Métacommuniquer, c’est communiquer à propos de la communication. « Méta » est un terme grec qui signifie « au-dessus de ». Métacommuniquer c’est donc se placer « au-dessus de » l’échange en cours.

Ce terme a été initialement employé par l’anthropologue et psychologue américain Grégory Bateson, l’un des fondateurs de la célèbre école Palo Alto.


Quel est ce phénomène ?

Métacommuniquer est l’action qui consiste à prendre du recul par rapport au contenu de ce que nous échangeons à l’instant t pour observer notre relation, le contexte dans lequel nous échangeons et nos différents signes non-verbaux que nous émettons l’un envers l’autre.

C’est un phénomène relationnel qui mérite une grande attention lorsqu’il s’agit de comprendre une relation ou un système, particulièrement lorsqu’il s’agit d’y introduire un changement.
Elle concerne la façon dont se situe une personne dans une relation découlant de l’interprétation qu’elle fait du comportement de son interlocuteur.

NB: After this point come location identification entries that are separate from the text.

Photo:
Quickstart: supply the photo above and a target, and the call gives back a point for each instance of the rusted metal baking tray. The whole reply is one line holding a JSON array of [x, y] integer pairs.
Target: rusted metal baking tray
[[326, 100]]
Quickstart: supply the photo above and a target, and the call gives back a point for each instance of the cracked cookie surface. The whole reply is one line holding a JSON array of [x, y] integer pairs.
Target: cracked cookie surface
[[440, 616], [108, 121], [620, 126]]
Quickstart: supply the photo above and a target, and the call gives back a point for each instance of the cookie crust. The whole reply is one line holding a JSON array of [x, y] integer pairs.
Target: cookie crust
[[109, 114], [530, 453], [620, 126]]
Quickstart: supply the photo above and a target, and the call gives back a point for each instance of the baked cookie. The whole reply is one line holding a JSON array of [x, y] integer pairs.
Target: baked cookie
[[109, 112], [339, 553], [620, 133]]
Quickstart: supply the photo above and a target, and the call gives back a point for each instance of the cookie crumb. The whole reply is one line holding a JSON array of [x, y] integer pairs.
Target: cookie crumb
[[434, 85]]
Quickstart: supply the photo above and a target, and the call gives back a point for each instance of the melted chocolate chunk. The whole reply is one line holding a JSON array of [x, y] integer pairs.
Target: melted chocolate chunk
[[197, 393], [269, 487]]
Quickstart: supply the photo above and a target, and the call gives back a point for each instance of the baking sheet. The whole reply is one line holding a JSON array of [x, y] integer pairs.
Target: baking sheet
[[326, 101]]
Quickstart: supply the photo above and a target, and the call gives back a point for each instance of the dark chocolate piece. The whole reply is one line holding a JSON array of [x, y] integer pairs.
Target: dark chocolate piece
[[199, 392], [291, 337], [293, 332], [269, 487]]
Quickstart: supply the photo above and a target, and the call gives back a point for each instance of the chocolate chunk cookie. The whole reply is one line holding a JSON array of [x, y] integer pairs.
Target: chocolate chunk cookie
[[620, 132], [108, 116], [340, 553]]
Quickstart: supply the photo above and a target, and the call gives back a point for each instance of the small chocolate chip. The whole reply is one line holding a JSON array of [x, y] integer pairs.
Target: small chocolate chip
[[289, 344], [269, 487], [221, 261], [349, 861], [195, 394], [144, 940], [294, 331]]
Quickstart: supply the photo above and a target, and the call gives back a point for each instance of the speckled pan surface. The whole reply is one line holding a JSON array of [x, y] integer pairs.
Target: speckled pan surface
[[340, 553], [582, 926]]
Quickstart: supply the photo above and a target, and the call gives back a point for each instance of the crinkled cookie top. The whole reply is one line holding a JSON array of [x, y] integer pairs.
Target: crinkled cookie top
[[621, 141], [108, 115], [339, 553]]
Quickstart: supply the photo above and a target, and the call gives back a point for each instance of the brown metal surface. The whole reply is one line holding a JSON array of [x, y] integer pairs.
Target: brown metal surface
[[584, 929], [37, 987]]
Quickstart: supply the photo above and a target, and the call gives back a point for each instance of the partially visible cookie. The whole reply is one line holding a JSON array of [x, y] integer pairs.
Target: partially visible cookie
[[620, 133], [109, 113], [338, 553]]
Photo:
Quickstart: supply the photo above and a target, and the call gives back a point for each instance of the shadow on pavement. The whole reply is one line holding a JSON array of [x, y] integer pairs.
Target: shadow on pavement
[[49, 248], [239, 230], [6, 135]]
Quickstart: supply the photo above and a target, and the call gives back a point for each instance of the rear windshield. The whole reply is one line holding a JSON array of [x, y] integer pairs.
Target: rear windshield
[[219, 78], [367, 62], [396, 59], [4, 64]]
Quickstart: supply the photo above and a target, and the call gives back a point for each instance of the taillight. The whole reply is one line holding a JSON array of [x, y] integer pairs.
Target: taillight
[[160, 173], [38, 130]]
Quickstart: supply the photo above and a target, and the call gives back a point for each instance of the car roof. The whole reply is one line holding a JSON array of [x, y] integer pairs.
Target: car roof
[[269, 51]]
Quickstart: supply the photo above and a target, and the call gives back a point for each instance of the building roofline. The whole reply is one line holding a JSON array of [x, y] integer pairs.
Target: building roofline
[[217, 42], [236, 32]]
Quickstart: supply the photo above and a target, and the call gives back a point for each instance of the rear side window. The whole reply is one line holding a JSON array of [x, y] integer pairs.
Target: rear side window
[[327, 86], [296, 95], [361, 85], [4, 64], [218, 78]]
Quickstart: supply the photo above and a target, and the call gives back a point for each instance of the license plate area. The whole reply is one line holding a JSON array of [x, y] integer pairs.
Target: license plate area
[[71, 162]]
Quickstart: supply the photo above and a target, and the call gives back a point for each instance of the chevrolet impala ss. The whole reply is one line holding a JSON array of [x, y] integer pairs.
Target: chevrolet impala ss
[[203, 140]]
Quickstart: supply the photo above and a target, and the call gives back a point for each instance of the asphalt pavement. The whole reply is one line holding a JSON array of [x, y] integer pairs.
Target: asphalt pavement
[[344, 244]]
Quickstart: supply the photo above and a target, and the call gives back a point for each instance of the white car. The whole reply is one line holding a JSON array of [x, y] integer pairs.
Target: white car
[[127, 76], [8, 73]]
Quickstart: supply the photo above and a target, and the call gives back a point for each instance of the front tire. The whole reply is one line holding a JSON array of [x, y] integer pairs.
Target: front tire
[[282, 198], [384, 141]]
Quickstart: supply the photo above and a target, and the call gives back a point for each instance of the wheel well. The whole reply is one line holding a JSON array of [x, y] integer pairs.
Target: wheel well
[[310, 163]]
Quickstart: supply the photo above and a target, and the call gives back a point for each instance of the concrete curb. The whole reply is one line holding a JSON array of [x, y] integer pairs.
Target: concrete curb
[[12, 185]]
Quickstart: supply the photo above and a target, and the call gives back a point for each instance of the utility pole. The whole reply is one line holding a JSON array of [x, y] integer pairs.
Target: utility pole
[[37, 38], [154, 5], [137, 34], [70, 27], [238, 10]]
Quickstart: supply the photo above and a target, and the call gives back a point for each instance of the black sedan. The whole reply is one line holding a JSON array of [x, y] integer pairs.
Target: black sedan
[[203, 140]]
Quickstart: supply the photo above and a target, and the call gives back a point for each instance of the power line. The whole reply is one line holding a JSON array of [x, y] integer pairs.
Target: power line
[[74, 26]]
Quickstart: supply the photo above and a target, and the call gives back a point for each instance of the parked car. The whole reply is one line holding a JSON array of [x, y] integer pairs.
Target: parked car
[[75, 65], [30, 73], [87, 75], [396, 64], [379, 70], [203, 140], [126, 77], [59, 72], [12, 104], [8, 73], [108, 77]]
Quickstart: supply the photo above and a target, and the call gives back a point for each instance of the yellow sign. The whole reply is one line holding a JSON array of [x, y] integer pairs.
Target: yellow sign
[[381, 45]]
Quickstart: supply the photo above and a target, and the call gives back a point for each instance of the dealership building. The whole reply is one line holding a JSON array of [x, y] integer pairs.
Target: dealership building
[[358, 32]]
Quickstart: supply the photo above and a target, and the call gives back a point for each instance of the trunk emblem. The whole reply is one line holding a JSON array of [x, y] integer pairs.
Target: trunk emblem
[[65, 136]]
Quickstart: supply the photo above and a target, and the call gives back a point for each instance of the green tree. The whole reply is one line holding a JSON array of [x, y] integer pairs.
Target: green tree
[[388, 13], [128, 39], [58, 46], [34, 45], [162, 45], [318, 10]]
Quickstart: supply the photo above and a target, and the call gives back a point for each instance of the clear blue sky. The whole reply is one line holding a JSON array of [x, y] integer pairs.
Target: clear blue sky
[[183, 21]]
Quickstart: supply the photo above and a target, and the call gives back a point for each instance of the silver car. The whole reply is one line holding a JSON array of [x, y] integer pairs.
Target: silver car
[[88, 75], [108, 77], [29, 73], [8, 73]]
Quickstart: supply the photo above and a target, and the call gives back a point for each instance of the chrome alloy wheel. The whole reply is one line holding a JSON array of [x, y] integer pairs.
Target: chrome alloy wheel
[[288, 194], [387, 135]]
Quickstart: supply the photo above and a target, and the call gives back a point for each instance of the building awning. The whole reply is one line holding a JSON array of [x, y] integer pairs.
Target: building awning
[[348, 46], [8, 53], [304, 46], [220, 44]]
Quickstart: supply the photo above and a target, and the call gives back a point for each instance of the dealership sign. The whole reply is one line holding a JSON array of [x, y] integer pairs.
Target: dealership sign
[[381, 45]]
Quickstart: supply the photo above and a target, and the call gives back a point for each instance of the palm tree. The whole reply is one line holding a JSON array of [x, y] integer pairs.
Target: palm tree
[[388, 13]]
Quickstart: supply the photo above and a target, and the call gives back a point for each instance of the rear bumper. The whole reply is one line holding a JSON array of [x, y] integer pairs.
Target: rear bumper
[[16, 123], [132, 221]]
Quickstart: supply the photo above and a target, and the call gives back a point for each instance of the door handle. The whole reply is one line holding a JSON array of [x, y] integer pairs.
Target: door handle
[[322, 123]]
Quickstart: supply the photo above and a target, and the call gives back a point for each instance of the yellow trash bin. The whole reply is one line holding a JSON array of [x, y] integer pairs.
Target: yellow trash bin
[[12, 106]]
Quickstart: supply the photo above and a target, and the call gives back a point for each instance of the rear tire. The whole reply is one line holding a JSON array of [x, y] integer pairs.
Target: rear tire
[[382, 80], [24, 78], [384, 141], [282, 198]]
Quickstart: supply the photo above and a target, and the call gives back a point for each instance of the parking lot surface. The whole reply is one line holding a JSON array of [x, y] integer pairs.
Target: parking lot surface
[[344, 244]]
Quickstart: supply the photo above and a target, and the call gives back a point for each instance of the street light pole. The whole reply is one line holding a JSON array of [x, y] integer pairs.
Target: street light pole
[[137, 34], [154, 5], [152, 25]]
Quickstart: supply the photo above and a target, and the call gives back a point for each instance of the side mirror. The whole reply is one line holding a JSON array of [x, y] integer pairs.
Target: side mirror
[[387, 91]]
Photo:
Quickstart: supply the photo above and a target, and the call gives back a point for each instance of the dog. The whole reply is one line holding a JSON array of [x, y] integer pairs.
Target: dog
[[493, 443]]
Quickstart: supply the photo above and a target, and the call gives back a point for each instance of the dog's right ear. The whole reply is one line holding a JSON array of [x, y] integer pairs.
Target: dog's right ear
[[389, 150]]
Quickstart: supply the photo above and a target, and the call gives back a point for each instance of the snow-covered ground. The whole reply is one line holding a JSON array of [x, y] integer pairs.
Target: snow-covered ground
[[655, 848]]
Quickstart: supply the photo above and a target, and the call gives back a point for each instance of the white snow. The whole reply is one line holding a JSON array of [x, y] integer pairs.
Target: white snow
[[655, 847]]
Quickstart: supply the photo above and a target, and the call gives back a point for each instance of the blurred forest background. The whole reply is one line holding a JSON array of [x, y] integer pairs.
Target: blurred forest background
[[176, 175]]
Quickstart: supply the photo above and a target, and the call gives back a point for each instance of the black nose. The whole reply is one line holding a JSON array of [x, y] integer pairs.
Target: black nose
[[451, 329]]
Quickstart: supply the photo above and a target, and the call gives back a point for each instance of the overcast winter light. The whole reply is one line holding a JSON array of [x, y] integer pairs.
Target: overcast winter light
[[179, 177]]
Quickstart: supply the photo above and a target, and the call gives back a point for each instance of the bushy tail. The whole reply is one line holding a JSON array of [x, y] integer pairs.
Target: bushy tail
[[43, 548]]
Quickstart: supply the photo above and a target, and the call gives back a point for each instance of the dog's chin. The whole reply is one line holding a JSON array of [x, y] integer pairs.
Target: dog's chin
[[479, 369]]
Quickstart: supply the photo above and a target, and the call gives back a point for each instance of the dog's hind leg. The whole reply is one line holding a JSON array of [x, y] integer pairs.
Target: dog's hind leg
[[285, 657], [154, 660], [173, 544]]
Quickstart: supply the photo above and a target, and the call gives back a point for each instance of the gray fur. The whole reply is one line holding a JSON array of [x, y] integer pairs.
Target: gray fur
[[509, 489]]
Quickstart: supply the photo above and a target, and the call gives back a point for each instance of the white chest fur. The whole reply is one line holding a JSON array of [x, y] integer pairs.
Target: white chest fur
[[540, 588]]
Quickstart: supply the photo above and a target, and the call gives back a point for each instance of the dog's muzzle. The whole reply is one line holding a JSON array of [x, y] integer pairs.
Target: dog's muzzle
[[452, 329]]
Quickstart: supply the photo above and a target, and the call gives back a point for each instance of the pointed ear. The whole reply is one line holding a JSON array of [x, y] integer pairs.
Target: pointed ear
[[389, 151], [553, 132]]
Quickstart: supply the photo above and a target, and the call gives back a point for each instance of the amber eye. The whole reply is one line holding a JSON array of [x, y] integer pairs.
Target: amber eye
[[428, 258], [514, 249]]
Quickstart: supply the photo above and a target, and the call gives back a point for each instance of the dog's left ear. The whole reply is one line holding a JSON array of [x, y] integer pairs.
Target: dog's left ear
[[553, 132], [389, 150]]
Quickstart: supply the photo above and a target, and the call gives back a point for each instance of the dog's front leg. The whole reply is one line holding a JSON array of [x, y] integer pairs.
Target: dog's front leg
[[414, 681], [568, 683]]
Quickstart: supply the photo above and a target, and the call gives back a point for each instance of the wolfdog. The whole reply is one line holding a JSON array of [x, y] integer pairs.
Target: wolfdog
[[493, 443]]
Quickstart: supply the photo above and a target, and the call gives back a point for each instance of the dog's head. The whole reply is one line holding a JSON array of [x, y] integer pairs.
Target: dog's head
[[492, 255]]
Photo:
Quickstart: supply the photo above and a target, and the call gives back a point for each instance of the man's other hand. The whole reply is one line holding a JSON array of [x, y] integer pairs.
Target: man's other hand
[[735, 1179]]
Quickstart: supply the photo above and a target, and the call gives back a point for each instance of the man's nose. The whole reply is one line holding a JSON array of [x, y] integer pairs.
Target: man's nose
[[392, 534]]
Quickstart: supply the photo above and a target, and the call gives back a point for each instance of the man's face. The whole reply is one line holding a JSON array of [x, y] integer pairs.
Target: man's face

Un outil de compréhension et d’action pour le coach

Métacommuniquer comme outil revient à prendre du recul par rapport au contenu de l’échange. Cela permet de modifier la perception que l’on a d’un sujet et de repositionner les choses en clarifiant ou en redéfinissant la ponctuation d’une relation.
La métacommunication peut intervenir comme processus mais aussi comme un outil d’intervention :
– Comme processus : cela signifie que nous ne pouvons pas métacommuniquer dans le sens où nous transmettons des méta-messages à nos interlocuteurs.
– Comme outil d’intervention : elle permet de réguler et de fluidifier les échanges en permettant une véritable prise de recul, source de compréhension et d’évolution.
La métacommunication demande un certain entraînement car l’un des principaux facteurs pouvant freiner la métacommunication, notamment en cas de conflits, est la difficulté à réguler nos émotions.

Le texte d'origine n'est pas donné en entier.